1. L’Absence d’une Réelle Autonomie Financière (Article 157)
L’article 157 de la constitution indique que les collectivités locales s’administrent librement, notamment en ce qui concerne leurs compétences et ressources. Cependant, la constitution ne garantit pas un transfert de ressources systématique et suffisant pour que chaque collectivité puisse exercer ces compétences. Bien que le texte stipule que « tout transfert de compétences entre l’État et les Collectivités locales s’accompagne de l’attribution de ressources équivalentes », cela reste conditionnel, sans mécanismes clairs d’évaluation et de suivi de ces ressources.
En réalité, le contrôle des ressources par l’État pourrait limiter l’autonomie de certaines collectivités. Sans une dotation systématique et équitable, certaines collectivités risquent de se retrouver en difficulté, particulièrement les zones rurales moins développées, face à des communes plus riches et mieux dotées.
2. Les Disparités entre les Collectivités Locales et le Manque de Péréquation (Article 157)
L’article 157 prévoit des dispositifs de péréquation pour favoriser l’égalité entre les collectivités locales, mais reste flou sur la mise en œuvre concrète de cette péréquation. L’absence de détails sur les critères de répartition des fonds rend incertaine la volonté d’établir une vraie équité entre les territoires.
Cette absence de précision laisse la porte ouverte à une répartition inégale des ressources, où certaines collectivités, plus proches des centres de pouvoir, pourraient être favorisées par rapport à d’autres. Cette inégalité risque d’exacerber les déséquilibres économiques entre les différentes régions du Gabon et de renforcer les disparités de développement.
3. La Tutelle de l’État et les Limites de l’Autogouvernance (Article 161)

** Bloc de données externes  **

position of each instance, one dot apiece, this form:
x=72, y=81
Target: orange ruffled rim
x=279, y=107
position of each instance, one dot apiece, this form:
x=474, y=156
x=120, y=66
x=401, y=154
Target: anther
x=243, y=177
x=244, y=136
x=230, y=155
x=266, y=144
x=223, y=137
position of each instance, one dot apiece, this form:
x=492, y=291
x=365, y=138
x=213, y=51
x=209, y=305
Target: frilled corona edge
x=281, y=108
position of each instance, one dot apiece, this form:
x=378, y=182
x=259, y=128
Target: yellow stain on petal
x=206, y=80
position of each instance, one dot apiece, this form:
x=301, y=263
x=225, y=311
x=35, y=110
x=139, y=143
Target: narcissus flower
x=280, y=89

L’article 161 confère à l’État un pouvoir de contrôle de tutelle sur les collectivités locales, en confiant cette responsabilité aux représentants de l’État. En théorie, ce pouvoir de tutelle vise à garantir le respect des lois et l’unité nationale. Cependant, dans la pratique, un contrôle de tutelle trop rigide pourrait restreindre la capacité des collectivités à prendre des décisions autonomes adaptées aux besoins de leurs populations.
L’absence de limites précises pour ce pouvoir de tutelle expose les collectivités locales à une possible ingérence de l’État dans leur administration. Ce cadre, bien qu’en apparence protecteur, limite l’autogouvernance des collectivités et pourrait démotiver les citoyens locaux, qui souhaitent des décisions plus proches de leur réalité quotidienne.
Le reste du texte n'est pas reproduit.